Greece secured its latest installment of rescue loans on Monday after satisfying international lenders and European finance officials that it could get its economic reforms back on track.

The European Commission, European Central Bank and International Monetary Fund -- known as the troika -- said that Greece had fallen behind in some areas and the outlook for the depressed economy was uncertain.

But, in a joint statement, the groups said they had reached agreement with the Greek government on the measures it needs to take to meet budget targets.

Following the successful outcome to the troika's review, eurozone finance ministers approved the release of nearly 5 billion euros, part of which Greece needs to redeem bonds due to mature next month.

Greece has been kept afloat since 2010 by funds drawn from a 240-billion euro EU-IMF bailout program. In return, the country has enacted deep cuts to government spending, raised taxes and introduced structural reforms in a bid to slash borrowing. Unemployment has rocketed to more than 27%.
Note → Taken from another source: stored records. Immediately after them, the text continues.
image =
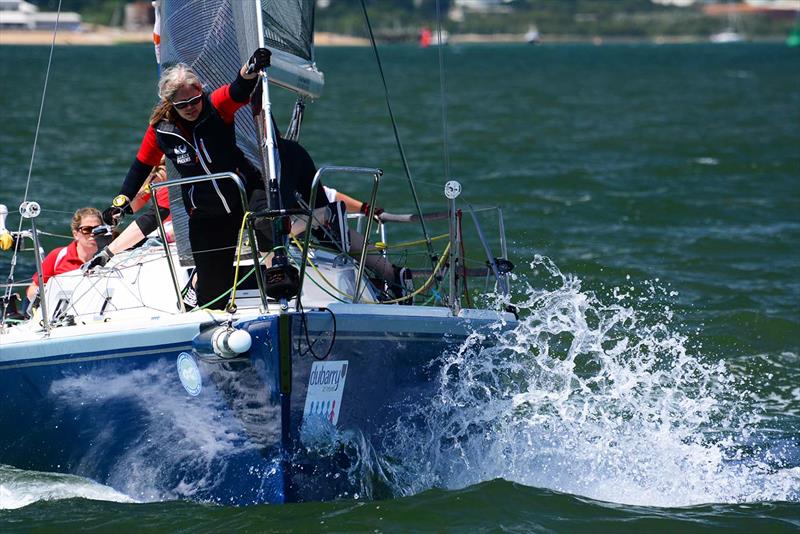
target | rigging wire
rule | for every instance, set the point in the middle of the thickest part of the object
(443, 93)
(41, 107)
(7, 295)
(407, 170)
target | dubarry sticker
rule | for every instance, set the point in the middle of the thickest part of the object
(189, 374)
(325, 387)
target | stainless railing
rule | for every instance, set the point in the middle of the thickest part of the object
(377, 174)
(243, 196)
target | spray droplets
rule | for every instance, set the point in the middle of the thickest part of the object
(595, 399)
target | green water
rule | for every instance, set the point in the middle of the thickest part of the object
(674, 167)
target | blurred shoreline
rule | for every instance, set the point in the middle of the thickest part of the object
(103, 36)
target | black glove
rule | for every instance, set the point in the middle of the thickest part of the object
(259, 60)
(98, 260)
(365, 210)
(119, 206)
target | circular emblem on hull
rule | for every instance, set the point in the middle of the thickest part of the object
(189, 373)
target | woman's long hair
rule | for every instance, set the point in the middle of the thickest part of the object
(172, 79)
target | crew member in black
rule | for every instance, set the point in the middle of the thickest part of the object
(195, 130)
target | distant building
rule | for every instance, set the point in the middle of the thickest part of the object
(139, 16)
(21, 15)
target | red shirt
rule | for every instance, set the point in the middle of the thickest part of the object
(53, 265)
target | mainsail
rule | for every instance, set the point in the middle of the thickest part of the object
(215, 37)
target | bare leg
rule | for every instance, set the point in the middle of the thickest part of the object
(376, 262)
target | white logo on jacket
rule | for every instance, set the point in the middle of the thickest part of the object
(181, 156)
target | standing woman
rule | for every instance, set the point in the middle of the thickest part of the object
(195, 130)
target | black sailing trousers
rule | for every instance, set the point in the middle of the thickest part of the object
(214, 240)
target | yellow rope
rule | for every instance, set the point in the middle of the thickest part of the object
(383, 246)
(422, 288)
(232, 302)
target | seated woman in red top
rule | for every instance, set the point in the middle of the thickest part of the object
(71, 257)
(142, 226)
(195, 130)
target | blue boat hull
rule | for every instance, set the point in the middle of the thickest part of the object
(264, 428)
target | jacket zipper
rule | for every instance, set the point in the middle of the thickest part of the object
(205, 168)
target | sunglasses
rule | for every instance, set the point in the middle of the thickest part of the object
(186, 103)
(87, 230)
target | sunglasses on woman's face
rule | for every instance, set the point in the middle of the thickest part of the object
(185, 103)
(87, 230)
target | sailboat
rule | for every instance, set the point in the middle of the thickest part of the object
(282, 396)
(731, 33)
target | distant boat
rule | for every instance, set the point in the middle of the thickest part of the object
(732, 33)
(794, 36)
(728, 36)
(532, 35)
(429, 38)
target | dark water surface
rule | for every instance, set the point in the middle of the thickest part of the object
(663, 182)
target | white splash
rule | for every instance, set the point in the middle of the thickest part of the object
(604, 401)
(20, 488)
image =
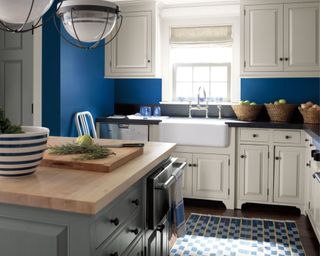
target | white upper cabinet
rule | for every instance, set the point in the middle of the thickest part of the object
(279, 39)
(132, 53)
(263, 38)
(301, 37)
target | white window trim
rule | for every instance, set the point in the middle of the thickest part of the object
(167, 72)
(201, 64)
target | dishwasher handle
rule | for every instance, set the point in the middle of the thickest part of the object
(173, 178)
(316, 176)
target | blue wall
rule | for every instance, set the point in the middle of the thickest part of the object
(138, 91)
(83, 86)
(294, 90)
(72, 81)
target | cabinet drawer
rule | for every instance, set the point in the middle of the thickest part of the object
(287, 137)
(257, 135)
(131, 230)
(118, 214)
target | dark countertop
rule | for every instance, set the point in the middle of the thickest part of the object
(312, 129)
(126, 120)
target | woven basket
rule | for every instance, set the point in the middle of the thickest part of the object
(310, 115)
(280, 112)
(247, 112)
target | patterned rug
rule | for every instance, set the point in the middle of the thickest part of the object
(228, 236)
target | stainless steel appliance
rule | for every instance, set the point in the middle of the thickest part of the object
(158, 205)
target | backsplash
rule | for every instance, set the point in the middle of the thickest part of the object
(138, 91)
(294, 90)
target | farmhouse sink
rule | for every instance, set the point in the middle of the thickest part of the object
(195, 131)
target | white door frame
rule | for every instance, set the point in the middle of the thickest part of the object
(37, 77)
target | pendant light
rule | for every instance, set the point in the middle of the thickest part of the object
(88, 22)
(15, 15)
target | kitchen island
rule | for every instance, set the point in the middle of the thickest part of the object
(62, 212)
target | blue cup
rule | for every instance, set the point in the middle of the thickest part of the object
(145, 111)
(157, 111)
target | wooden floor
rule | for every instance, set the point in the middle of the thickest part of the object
(308, 238)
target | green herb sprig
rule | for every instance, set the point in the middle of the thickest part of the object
(87, 152)
(6, 127)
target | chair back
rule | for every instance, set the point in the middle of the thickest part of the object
(83, 127)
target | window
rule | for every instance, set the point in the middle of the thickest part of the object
(214, 78)
(201, 56)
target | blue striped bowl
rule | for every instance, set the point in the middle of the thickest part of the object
(20, 154)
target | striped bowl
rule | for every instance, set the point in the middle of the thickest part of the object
(20, 154)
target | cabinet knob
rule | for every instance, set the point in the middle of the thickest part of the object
(160, 227)
(135, 202)
(134, 231)
(115, 221)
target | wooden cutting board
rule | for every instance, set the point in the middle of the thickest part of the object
(122, 156)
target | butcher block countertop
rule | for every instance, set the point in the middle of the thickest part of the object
(77, 191)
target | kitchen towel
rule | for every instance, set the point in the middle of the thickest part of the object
(177, 206)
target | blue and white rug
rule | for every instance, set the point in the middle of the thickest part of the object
(229, 236)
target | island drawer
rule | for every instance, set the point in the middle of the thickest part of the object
(255, 135)
(287, 137)
(129, 233)
(115, 217)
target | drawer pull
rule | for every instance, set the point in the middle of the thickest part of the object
(115, 221)
(135, 202)
(160, 227)
(134, 231)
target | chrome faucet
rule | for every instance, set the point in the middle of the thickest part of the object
(219, 109)
(204, 94)
(198, 106)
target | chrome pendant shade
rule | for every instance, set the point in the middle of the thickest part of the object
(15, 15)
(88, 22)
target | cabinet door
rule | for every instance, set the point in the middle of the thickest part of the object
(253, 173)
(301, 37)
(289, 175)
(131, 49)
(19, 237)
(211, 176)
(187, 175)
(263, 36)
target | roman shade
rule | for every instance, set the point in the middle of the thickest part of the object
(201, 35)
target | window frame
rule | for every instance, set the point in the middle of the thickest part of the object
(222, 64)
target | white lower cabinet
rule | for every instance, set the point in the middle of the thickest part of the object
(187, 175)
(211, 176)
(207, 176)
(289, 175)
(253, 172)
(271, 171)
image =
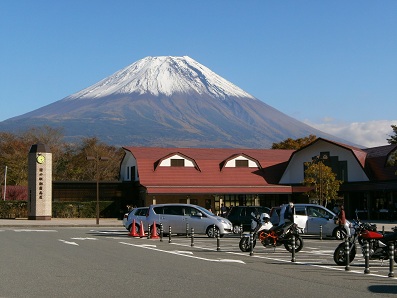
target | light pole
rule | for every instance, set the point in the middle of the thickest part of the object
(320, 164)
(5, 184)
(97, 159)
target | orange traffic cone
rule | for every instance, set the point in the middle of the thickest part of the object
(141, 230)
(154, 235)
(133, 232)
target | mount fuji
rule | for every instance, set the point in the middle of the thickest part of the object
(166, 102)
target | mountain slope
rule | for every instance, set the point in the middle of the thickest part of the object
(167, 101)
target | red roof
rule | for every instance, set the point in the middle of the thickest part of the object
(210, 175)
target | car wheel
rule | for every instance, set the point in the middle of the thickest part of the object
(211, 232)
(245, 245)
(236, 229)
(298, 243)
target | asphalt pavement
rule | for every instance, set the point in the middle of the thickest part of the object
(62, 222)
(114, 222)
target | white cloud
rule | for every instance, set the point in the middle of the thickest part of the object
(368, 134)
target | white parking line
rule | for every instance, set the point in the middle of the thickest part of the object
(184, 254)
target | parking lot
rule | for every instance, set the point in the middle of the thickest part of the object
(316, 252)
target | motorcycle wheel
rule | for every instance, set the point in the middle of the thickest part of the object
(298, 243)
(340, 254)
(244, 244)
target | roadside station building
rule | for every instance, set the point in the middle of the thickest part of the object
(210, 177)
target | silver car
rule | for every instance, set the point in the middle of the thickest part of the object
(311, 218)
(183, 217)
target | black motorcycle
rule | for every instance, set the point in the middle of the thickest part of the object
(275, 236)
(378, 243)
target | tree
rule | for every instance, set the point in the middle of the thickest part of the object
(75, 166)
(322, 180)
(294, 144)
(393, 138)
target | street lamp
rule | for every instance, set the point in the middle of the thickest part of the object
(319, 159)
(97, 159)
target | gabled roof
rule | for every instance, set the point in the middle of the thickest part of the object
(359, 154)
(376, 163)
(211, 178)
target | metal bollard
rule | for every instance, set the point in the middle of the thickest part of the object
(321, 232)
(391, 256)
(347, 252)
(366, 257)
(293, 248)
(251, 244)
(192, 237)
(161, 232)
(218, 245)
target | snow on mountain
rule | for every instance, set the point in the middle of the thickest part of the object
(164, 75)
(169, 102)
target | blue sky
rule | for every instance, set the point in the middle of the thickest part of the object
(330, 64)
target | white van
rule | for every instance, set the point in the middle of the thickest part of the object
(310, 217)
(183, 217)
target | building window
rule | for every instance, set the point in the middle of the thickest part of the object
(177, 162)
(241, 163)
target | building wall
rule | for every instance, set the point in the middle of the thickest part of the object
(294, 173)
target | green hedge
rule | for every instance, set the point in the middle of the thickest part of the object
(19, 209)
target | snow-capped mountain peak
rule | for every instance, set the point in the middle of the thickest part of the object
(163, 75)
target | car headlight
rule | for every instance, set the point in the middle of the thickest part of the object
(225, 221)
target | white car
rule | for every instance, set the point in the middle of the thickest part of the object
(310, 217)
(181, 217)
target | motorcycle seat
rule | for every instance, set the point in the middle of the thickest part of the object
(390, 237)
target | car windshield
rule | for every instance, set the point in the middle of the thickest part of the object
(205, 211)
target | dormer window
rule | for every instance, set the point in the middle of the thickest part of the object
(177, 162)
(240, 163)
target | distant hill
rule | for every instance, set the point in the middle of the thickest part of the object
(168, 102)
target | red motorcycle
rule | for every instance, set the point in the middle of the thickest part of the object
(378, 243)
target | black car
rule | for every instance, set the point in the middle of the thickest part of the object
(242, 215)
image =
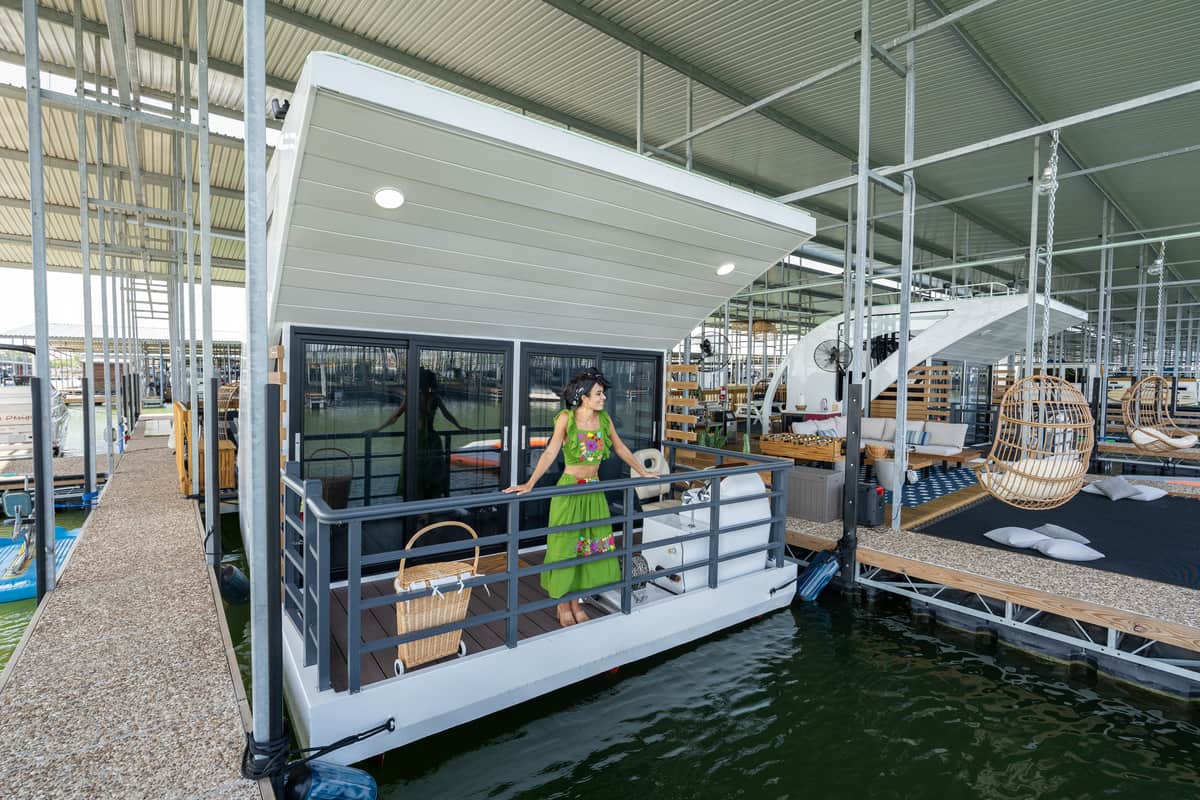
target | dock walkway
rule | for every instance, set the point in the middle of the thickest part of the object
(123, 687)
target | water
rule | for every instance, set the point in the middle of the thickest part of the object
(16, 615)
(825, 699)
(819, 701)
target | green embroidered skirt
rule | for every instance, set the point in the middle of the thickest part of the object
(597, 537)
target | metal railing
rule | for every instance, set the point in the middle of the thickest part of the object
(309, 523)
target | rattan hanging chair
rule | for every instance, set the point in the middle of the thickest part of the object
(1147, 417)
(1044, 438)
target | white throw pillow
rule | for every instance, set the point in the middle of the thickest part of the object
(1059, 531)
(947, 434)
(873, 427)
(1146, 493)
(1015, 536)
(1116, 488)
(1066, 551)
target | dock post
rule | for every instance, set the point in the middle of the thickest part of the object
(213, 469)
(40, 384)
(43, 500)
(89, 354)
(264, 452)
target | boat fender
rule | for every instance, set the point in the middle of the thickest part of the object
(817, 576)
(322, 781)
(234, 585)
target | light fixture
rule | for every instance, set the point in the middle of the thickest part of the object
(389, 198)
(1048, 182)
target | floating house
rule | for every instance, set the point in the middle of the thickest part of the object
(439, 269)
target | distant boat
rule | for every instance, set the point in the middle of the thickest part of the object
(17, 421)
(485, 453)
(19, 577)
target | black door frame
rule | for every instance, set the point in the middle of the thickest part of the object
(413, 344)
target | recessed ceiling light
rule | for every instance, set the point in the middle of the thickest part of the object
(389, 198)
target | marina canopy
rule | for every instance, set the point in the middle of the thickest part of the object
(509, 227)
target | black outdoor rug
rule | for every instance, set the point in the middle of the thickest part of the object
(1157, 540)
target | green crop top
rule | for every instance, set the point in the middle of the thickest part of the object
(586, 446)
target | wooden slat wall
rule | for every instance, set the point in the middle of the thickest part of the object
(930, 389)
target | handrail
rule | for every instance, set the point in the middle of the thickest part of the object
(307, 525)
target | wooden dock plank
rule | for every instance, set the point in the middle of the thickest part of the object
(381, 623)
(1127, 621)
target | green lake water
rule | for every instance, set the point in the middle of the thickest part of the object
(841, 698)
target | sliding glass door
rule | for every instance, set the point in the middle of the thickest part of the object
(393, 419)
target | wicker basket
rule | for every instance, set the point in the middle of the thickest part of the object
(876, 451)
(449, 606)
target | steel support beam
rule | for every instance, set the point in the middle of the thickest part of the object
(42, 435)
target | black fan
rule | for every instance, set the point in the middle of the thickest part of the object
(833, 355)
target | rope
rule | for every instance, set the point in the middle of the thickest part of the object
(1053, 188)
(269, 759)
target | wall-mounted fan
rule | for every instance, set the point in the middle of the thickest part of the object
(833, 355)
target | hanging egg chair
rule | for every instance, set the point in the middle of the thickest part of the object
(1044, 438)
(1146, 408)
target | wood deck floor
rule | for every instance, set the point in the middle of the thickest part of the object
(381, 623)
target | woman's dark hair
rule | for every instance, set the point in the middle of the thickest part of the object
(581, 384)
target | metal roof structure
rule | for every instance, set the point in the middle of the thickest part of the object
(997, 70)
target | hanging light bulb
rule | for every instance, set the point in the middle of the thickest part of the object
(1048, 182)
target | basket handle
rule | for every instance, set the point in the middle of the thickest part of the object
(448, 523)
(337, 450)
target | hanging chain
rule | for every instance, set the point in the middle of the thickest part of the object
(1053, 188)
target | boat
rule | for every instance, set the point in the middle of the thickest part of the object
(19, 577)
(17, 421)
(485, 453)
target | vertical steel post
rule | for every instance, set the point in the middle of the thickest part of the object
(1161, 328)
(103, 277)
(1140, 326)
(193, 374)
(43, 468)
(89, 355)
(213, 485)
(262, 451)
(43, 495)
(690, 104)
(749, 374)
(1032, 275)
(849, 545)
(641, 102)
(900, 445)
(1101, 367)
(1176, 361)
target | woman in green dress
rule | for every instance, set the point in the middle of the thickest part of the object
(586, 435)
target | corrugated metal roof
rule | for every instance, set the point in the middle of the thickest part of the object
(1061, 60)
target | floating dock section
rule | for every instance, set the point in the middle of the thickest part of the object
(123, 686)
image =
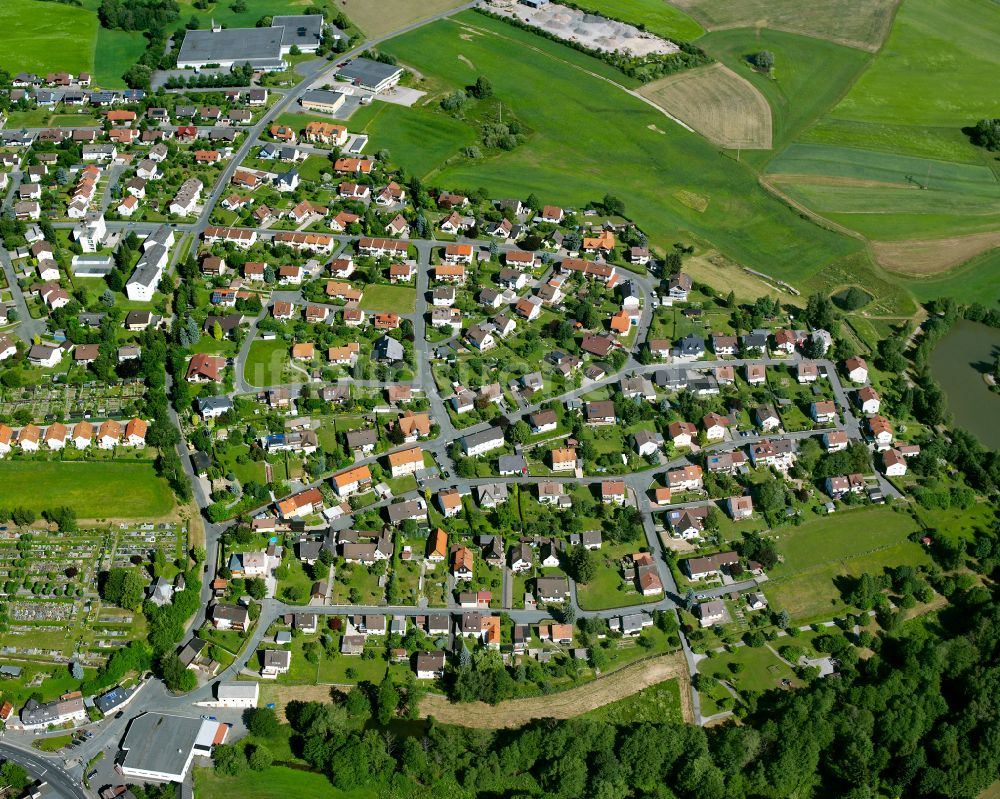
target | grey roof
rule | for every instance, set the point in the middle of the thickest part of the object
(483, 436)
(388, 349)
(115, 697)
(366, 72)
(304, 30)
(321, 97)
(259, 46)
(147, 270)
(237, 690)
(362, 438)
(399, 511)
(160, 742)
(214, 403)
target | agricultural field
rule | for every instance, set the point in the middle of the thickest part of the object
(85, 486)
(719, 104)
(419, 140)
(380, 19)
(974, 281)
(933, 48)
(116, 52)
(855, 23)
(889, 159)
(822, 550)
(654, 15)
(46, 37)
(928, 257)
(622, 684)
(889, 196)
(657, 159)
(277, 782)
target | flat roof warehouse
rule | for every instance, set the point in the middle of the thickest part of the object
(262, 48)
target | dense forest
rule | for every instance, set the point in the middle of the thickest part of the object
(915, 712)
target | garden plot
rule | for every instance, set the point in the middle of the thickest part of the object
(74, 402)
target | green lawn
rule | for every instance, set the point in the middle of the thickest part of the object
(381, 297)
(250, 11)
(277, 782)
(46, 37)
(86, 487)
(859, 23)
(418, 139)
(974, 281)
(608, 589)
(116, 52)
(933, 47)
(265, 362)
(657, 704)
(810, 75)
(653, 158)
(762, 669)
(655, 15)
(847, 543)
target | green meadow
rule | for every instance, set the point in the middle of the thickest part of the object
(939, 67)
(418, 139)
(615, 144)
(810, 75)
(974, 281)
(890, 160)
(46, 37)
(86, 487)
(655, 15)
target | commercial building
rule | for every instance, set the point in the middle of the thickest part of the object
(161, 746)
(371, 75)
(262, 48)
(328, 102)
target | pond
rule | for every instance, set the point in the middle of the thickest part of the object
(958, 363)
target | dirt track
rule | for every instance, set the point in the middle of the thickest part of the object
(566, 704)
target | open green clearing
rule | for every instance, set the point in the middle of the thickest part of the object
(655, 15)
(381, 297)
(975, 281)
(86, 487)
(809, 75)
(116, 52)
(857, 23)
(657, 704)
(277, 782)
(265, 362)
(890, 196)
(417, 139)
(899, 123)
(819, 551)
(934, 47)
(46, 37)
(652, 157)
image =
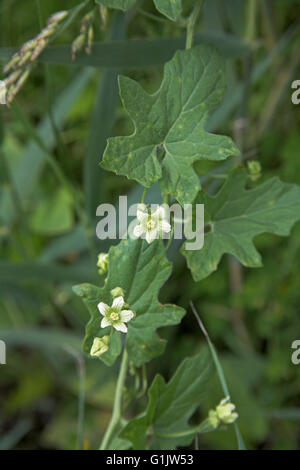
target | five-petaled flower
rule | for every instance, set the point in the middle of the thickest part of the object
(114, 316)
(151, 225)
(224, 413)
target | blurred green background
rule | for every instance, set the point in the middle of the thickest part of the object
(64, 114)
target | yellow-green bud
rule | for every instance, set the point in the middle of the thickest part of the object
(117, 292)
(77, 45)
(213, 419)
(100, 346)
(223, 414)
(102, 263)
(254, 170)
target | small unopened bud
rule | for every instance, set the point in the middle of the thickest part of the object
(77, 46)
(117, 292)
(103, 13)
(100, 346)
(223, 414)
(90, 40)
(102, 263)
(254, 170)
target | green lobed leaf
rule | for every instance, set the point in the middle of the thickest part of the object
(236, 215)
(171, 405)
(140, 270)
(172, 122)
(170, 8)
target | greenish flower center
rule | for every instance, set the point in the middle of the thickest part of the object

With the economy now in its sixth year of recession, the government has found it increasingly difficult to keep its side of the bargain. A minor party in the coalition quit the government last month over its abrupt closure of state broadcaster ERT, raising fears that Greece could return to the political instability witnessed last year.

Related: Eurozone pulls back from the brink

Mounting opposition to austerity also briefly threatened to bring down the Portuguese government last week, reminding investors that the eurozone still has a long way to go to restore the financial health of its economies even if it begins to emerge from its longest recession later this year.

Analysts said the troika appeared reluctant to apply too much pressure to Greece before signing off on the latest cash injection. The fear is the ripple effect of a fresh political crisis in Greece, which could push peripheral eurozone bond yields higher again and threaten plans by Ireland to exit its own bailout program later this year.

The troika said Greece had committed to cut spending in health care and get a civil service reform program back on track by meeting targets for layoffs and transfers to retraining and redeployment plans. Greece had agreed to shed 15,000 public-sector jobs by the end of 2014.

There were also reports that the troika had accepted that privatization receipts would also be lower than expected. The government failed to sell state gas firm DEPA last month, making this year's target of 2.6 billion euros from the sale of state assets unachievable.